Justin McLeod had a lot of problems. Knowing his market for a dating app wasn’t one of them. His target customer was himself.
“I originally started [Hinge] for me,” McLeod, 37, told CNBC Make It.
In 2011, McLeod was studying at Harvard Business School. But he was drinking, taking drugs, and unable to deal with a romantic heartbreak. He was unhappy and lonely.
“I was heartbroken, and then I had this idea,” he said.
Users, however, were not able to find lasting relationships on Hinge. McLeod says he was confident it would be successful eventually, but also realised that he had to step back and rebuild the app. His team shifted their focus from usual metrics like growth and the time visitors spent on the app to facilitating actual dates.

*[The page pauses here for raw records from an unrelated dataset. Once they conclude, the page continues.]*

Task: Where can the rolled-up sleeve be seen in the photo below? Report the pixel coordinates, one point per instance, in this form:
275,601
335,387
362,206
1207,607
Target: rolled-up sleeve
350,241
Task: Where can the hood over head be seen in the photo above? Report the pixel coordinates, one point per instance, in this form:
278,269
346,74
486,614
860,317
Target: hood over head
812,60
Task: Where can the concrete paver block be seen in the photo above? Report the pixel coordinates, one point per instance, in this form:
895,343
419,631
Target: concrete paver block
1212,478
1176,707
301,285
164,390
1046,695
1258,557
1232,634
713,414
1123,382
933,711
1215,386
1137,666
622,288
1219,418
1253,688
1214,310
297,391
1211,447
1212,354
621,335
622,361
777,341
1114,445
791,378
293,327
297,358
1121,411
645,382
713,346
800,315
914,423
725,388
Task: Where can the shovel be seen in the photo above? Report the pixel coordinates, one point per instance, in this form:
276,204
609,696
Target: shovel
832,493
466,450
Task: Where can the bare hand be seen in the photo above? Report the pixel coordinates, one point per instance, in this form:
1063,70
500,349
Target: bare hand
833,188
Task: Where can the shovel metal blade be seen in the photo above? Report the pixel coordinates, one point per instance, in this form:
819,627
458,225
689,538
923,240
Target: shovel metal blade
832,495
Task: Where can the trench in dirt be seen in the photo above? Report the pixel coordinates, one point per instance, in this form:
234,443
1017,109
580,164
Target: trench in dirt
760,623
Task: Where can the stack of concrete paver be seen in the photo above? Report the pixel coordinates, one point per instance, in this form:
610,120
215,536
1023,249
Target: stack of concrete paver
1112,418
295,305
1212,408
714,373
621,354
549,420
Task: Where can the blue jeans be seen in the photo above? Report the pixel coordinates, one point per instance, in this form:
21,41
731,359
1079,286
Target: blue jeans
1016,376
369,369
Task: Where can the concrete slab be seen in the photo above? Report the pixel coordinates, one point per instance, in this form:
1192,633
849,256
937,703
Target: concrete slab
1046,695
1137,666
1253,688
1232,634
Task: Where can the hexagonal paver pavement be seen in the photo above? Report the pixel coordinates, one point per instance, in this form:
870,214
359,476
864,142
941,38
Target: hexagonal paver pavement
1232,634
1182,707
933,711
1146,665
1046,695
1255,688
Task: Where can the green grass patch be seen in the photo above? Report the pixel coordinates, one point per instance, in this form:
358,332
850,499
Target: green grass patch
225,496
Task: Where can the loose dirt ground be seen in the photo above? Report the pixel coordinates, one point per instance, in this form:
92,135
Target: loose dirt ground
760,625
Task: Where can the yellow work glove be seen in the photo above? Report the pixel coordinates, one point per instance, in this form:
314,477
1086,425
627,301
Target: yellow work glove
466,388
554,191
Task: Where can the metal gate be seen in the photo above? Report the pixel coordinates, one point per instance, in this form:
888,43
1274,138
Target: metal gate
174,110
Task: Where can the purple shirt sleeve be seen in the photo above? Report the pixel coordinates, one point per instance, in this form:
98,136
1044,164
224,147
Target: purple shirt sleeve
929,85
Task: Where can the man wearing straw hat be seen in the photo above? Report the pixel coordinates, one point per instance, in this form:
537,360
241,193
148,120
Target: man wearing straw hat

“We started over from scratch. We let go of half the company and we tried to build a new app,” McLeod said.
Business went up. Hinge soon had an estimated valuation of $75.5 million, according to PitchBook. It raised $17.5 million in a series A seed round led by Shasta Ventures.
In 2019, Match Group, which owns some of the biggest dating apps in the world, such as Tinder, fully acquired Hinge for an undisclosed sum.
While professionally things were steady, McLeod still had to work on his drinking. After falling off the wagon many times, he found the discipline to stick to his schedule and gradually slay the demons of temptation.
“I was not good at staying sober in the beginning,” he told CNBC Make It. “I went to a lot of 12-step programs and meetings and all that stuff, and I was always kind of in and out.”
The key to developing discipline for McLeod was “doing things that you don’t feel like doing” during the day. The phrase “continuous improvement” became like a mantra for him.
“For me as a leader, I would say that [overcoming addiction] shaped such a huge piece of my personality, going through the recovery process and becoming a believer in continuous improvement. I think that continuous improvement is really built into Hinge – not just into the product but very much into the culture.”
McLeod said that his experiences showed that “success is born out of just a tremendous amount of failure”.
As for his own love life, it had a sweet ending. He is married to the same college girlfriend whose loss caused him so much agony.